By adhering to these Four C's, data visualization professionals can create visuals that are not only aesthetically pleasing but also meaningful and effective in communicating complex information. The integration of clarity, cleanliness, conciseness, and captivating elements ensures that visualizations serve their primary purpose: to illuminate insights and facilitate understanding in a way that words alone cannot achieve.

Gathering feedback from friends, colleagues, and potential viewers is a valuable step in the data visualization process. It provides diverse perspectives that can help refine and enhance the effectiveness of your visualization. Here are some strategies to improve your visualization with feedback and iterative testing:

The Value of External Feedback

• Diverse Perspectives: People from different backgrounds can provide insights that you might not have considered, highlighting areas of confusion or misinterpretation.
• Usability Insights: Feedback can reveal how intuitive and user-friendly your visualization is, particularly for those who may not be familiar with the data or the subject matter.
• Design Improvement: Suggestions can lead to design improvements, making your visualization more accessible and engaging.

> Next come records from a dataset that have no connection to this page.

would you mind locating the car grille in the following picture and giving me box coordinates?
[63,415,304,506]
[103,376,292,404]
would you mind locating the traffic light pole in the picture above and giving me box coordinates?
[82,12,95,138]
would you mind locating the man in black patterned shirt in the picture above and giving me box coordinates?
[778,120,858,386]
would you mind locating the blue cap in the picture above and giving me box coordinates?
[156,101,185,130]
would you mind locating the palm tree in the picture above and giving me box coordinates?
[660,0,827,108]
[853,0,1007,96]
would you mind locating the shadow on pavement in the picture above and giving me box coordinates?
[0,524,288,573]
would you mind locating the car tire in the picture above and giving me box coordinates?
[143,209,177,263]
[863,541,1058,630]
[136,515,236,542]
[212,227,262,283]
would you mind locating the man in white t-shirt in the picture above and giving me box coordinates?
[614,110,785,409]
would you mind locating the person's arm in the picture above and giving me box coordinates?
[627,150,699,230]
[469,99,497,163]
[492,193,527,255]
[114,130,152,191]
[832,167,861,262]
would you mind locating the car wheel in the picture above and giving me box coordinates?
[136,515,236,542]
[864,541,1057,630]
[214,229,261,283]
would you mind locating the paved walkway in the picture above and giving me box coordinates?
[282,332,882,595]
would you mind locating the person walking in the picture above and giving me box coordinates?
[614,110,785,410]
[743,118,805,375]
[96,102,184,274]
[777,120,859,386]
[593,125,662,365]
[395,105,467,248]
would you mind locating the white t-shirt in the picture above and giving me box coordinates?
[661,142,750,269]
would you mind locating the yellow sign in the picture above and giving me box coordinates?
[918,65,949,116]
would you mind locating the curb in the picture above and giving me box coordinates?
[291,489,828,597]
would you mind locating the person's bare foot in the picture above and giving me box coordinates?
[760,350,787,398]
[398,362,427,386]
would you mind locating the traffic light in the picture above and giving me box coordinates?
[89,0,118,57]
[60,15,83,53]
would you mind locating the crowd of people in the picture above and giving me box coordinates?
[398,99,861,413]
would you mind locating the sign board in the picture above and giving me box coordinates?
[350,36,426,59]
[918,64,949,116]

Effective Iteration and Testing Strategies

• Prototype Early and Often: Create quick, early versions of your visualizations to test ideas. Early prototyping can save time and resources by identifying potential issues before you invest in more detailed designs.
• Compare Chart Types: If uncertain about the best way to present your data, create several versions using different chart types. This can reveal which format most effectively communicates your data's story.
• A/B Testing: Present two versions of your visualization to different groups and gather feedback on each. This method can provide clear insights into which design choices work best.
• Use Specific Questions: When seeking feedback, ask specific questions to guide reviewers. Instead of asking if they "like" the visualization, ask if they can easily find key information or understand the main message.
• Incorporate Interactivity in Testing: If your visualization is interactive, ensure that testing includes interaction elements. Observing how users interact with the visualization can provide valuable insights into its usability and functionality.

Implementing Feedback Effectively

• Openness to Criticism: Approach feedback with an open mind. Constructive criticism is crucial for improvement, even if it challenges your initial assumptions or design choices.
• Prioritize Feedback: You may receive a wide range of feedback. Prioritize changes based on the impact they will have on clarity, understanding, and engagement.
• Iterative Design Process: Refinement of a visualization is an iterative process. Implement changes based on feedback, then test again. This cycle should continue until the visualization meets your objectives and effectively communicates the intended message.

Documentation and Reflection

• Document Changes: Keep track of the feedback received and the changes made. This documentation can be invaluable for understanding the design decisions and for future projects.
• Reflect on the Process: After completing the visualization, reflect on what was learned from the feedback and testing phases. This reflection can improve your process for future visualizations.
• Iterative testing and feedback are fundamental to creating effective data visualizations. They ensure that your visualizations not only present data accurately but also resonate with the intended audience, making complex information understandable and engaging.